あさつゆ

第3期(2012年6月-7月)

 

 

 

 

 

 

こんなことを言うと、「あなたはひとでなしだ!」とおっしゃる人もいるかもしれませんけれど、そうおもうのはもっともな話だし、わたしは、「どういたしまして、ありがとう。」と返すくらいしか出来ませんけれど、世間に従っても、世間は責任をとってくれるわけではないし、他人に従っても、やっぱり他人は責任をとってくれるものでもないのだから、誰だって自分のおもうとおりに生きればいい。一人一人が、てんでばらばらな、勝手な考えや、悩みを持っていて、そんな人たちがときには集まって、それぞれが、ふとした拍子に、解決の糸口をみつけるかもしれません。だからわたしは、誰かがわたしに、ひとでなしの烙印を押したとしても、そんなことには怯えたりせずに、せめて態度くらいは、堂々としていようとおもいます。
わたしは他人に、期待も、執着も、理想も持っていない。
わたしの手を離れてゆく人をわたしは、追わない。
「手放せるほど人を愛するということは、いつまでも手放したままにしておくこと。そうでなければそれほど愛していないのだ」
人づてに聞いた言葉なので、どなたがおっしゃったのか、存じませんけれど、この言葉に出逢って、わたしは人を愛する表現を知った。

所有とは愛の破壊である(Jiddu Krishnamurti)、という言葉がいっそう真実味を帯びてきて、わたしの心臓は膨らみきっている。手放せるほど人を愛することは、なんてさわやかなさびしさだろう。不在が時に、存在よりもエネルギーにみちているとも感じられる、その感覚に近しい、手放すという行為は、いっそう愛が力強く、わたしの眼は宇宙に在るが如く、遠くから見守ることを可能にさせる。愛をもって。
愛について、見守ることをわたしは第一に考えています。
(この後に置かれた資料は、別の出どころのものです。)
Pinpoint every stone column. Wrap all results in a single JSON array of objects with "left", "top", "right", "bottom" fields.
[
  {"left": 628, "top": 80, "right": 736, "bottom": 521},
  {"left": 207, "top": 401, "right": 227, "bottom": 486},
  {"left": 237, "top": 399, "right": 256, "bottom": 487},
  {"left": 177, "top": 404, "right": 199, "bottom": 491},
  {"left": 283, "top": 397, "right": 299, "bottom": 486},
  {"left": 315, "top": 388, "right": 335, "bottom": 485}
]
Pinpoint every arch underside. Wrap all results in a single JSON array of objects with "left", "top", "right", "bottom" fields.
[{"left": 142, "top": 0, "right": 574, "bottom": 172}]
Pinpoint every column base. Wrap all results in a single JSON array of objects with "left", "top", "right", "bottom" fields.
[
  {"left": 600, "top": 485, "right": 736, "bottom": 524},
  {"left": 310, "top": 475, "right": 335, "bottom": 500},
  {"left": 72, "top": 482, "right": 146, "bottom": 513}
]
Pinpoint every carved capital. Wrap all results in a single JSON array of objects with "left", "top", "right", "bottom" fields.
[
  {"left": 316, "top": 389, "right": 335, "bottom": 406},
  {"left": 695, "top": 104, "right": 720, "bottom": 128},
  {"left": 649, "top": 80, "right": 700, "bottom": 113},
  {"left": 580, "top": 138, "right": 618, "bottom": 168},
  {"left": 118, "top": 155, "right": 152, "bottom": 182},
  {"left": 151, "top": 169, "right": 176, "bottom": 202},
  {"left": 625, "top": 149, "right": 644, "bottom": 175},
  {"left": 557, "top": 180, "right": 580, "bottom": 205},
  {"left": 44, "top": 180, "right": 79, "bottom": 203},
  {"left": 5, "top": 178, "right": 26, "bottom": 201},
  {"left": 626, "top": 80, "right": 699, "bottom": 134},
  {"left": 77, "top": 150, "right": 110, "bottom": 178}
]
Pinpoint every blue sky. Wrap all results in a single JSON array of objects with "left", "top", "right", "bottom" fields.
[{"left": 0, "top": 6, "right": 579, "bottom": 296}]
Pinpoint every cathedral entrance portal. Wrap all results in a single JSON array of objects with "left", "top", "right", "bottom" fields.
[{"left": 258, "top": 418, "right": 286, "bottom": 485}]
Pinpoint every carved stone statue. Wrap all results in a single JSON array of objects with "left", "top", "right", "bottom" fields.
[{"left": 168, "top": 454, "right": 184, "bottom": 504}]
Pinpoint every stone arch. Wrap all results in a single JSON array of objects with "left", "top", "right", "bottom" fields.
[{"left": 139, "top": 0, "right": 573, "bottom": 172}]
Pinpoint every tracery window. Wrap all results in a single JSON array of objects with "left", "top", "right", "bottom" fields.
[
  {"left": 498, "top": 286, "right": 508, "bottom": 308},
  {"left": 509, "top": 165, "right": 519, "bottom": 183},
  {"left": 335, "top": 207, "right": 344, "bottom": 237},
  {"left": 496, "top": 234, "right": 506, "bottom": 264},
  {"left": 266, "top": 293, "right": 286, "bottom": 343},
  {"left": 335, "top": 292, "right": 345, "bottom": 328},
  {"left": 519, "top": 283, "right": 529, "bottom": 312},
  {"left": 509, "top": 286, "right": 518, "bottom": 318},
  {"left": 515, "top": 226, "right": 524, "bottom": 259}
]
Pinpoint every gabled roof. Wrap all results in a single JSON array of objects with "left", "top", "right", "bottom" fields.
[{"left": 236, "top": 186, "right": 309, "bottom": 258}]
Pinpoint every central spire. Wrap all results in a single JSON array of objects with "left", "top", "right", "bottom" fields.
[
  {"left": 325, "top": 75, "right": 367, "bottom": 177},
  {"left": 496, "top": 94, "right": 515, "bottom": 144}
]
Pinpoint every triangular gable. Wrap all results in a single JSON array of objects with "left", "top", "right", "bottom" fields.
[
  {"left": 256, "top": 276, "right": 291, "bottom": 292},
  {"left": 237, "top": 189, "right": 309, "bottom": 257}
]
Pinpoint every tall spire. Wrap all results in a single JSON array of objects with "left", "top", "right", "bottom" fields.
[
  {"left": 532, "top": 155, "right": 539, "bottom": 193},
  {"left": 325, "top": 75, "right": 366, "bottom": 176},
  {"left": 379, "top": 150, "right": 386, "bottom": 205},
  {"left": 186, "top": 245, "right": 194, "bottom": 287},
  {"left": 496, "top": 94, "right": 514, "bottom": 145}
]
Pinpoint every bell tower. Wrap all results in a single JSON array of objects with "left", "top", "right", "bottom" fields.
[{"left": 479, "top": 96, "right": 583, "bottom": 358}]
家族でも恋人でも子供でも、介入しないで見守ることを大切なことだとおもっている。一人で生きていくと腹をくくれば、人は孤島なのだと知れば、結局のところ、二人でも、世間でも、人は自立して生きていける。期待も執着も理想も、そうと気付かずに、相手も自分も縛られてしまう。それは所有したいという心理。わたしは自在に変化したいし、停滞なんてしたくない。愛する人にもそうであればいいとおもうけれど、その人がそうおもわないのであれば、それもよいとおもう。それをあなた方がどうおもうかは分からない。つめたい人間だとおもってくれても構わない。否定されても、それもいい。わたしが愛したという確かさだけが、在ればいい。
わたしの手を離れてゆく人を手放しておいたまま、さわやかなあきらめのあさつゆのように、わたしは潤んでいます。

あなたはわたしをやさしい人だと言う。いいえわたしはひとでなしなんです。人と接しているときにしか、人に親切に出来ない。やさしさを持っているのはわたしじゃない。やさしいのは、あなた方です。